Şehrin çocuklarımıza bir emanet olduğu bilinciyle hareket edilmesi gerektiğini söyleyen Cumhurbaşkanı Erdoğan, "Kopyalamak yerine uyarlamalı, kendi kültürümüzden katarak bunu yeniden yoğurmalıyız. Vahşi kapitalizmin hırsına asla kapılmamalıyız. AK Parti olarak ak bir sicile , çok ciddi bir birikime sahibiz. Bu hareketin kuruluşunun üzerinde bir buçuk yıl bile geçmeden iktidar olması, öncelikle Türkiye'nin yerel yönetimlerde gerçekleştirdiği köklü devrimin sonucudur. Türkiye'de belediyeler iktidar olmanın ve iktidarda kalmanın kilididir. Demokrasi demokrasi yerel yönetimlerden başlar. Yerel yönetim bu yanıyla güçlü değilse hiçbir partinin iktidarda başarılı olması mümkün değildir. 2019 yılı için de bu durum aynı olacaktır. Mart ve Kasım ayları. 2019 yılındaki diğer seçimlerinin anahtarı Mart ayındaki mahalli idari seçimleridir. Biz hazırlıklarımı bu anlayışla yapıyoruz. Milletimizin bizden beklentisinin farkındayız. Kendisiyle yarışan bir hareket, bir dava olarak geriye gitmeye yerinde saymaya dahi tahammülümüz yok" dedi. Artık İstanbul'da hava kirliliği, su sorunu olmadığını söyleyen Cumhurbaşkanı Erdoğan, "İstanbul'da şimdi bütün mesele gerçek anlamda Medine olma yoludur.Medeniyet yarışında önce çıkma yolu. O Medine'deki belediyecilik anlayışı var ya , kapıyı açık bırakmak kilit vurmamak. Zekata muhtaç olanların olmadığı bir topumu inşa etmemiz lazım.

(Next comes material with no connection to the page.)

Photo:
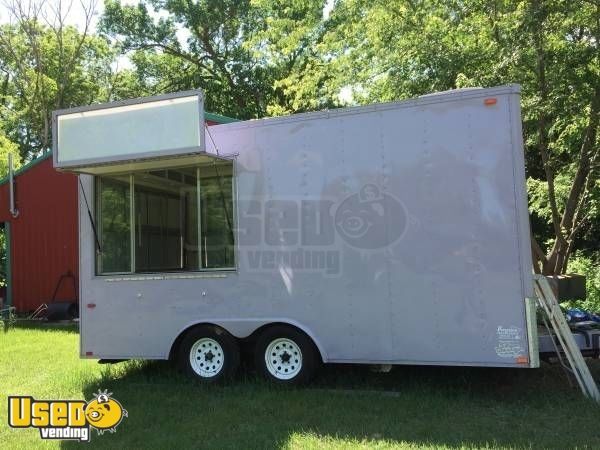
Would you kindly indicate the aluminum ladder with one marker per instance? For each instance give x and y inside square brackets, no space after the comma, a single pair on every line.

Milletimiz artık belediyelerden derdiyle dertlenmesini bekliyor. Vatandaşlar kendine değer verildiğini, çocuklar için için park kreş kurulmasını bekliyor. Vatandaşlarımızın tüm taleplerini görmek anlamak kendimizi buna göre adapte etmek zorundayız. Bir belediye yönetimi şehrinde yaşayanların ihtiyaçlarına cevap verdiği takdirde başarılı olur. Bu hakikati ıskaladığımız zaman geriye gidiş başlar"dedi. 

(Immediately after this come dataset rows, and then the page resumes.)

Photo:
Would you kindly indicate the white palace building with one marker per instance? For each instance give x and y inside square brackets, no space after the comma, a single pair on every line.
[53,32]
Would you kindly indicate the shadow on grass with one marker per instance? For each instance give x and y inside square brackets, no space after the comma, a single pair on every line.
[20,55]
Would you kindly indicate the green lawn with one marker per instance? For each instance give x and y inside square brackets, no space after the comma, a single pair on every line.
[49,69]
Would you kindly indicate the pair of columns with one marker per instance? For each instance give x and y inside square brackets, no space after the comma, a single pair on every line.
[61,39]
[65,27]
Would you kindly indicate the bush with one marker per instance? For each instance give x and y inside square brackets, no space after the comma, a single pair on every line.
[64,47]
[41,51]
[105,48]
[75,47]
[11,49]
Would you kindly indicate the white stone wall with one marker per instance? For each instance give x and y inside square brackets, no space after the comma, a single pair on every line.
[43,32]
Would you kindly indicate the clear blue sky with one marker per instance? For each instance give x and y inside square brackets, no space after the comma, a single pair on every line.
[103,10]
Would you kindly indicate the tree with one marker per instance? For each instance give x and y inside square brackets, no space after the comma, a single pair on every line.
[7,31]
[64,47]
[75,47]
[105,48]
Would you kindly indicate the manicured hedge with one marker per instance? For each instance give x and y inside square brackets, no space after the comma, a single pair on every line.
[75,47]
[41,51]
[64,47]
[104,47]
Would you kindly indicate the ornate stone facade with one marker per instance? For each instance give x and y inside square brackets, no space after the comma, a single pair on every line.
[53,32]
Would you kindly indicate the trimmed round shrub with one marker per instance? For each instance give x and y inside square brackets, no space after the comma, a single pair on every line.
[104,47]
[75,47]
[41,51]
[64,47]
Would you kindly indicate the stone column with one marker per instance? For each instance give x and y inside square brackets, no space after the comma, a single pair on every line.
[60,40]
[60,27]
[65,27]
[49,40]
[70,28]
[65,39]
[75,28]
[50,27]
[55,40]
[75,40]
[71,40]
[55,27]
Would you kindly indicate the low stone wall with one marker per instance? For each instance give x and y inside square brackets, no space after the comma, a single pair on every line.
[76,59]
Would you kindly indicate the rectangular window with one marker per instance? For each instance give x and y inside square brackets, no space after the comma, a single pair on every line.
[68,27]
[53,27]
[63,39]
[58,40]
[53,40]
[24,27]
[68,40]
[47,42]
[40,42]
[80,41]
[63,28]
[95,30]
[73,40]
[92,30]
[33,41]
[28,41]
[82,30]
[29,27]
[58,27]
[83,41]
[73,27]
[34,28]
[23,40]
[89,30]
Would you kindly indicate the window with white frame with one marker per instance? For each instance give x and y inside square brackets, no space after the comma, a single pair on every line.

Gençlere sigara bırakmayı öğütleyen Cumhurbaşkanı Erdoğan, "Dumanclıar varsa sigarayı bırakması lazım. Hem kendine zarar veriyor hem cebine zarar veriyor. Evde hanımefendiye çocuklarına zarar veriyor. Vatandaşlarımızın sigarayı bırakmasını niçin istiyoruz. Onun sağlığı için istiyoruz. Bu mücadeleyi hep vereceğiz. Gençler sigara içtiğini gördüğüm zaman yanıyorum, canımdan gidiyor. Gençlerimize musallat olan uyuşturucu alışkanlığını kurtarmamız lazım. Şehirlerimizi Ancak el birliği ve dayanışma içinde cennet tasavvurunu bir parçası gibi güzelleştirebiliriz. 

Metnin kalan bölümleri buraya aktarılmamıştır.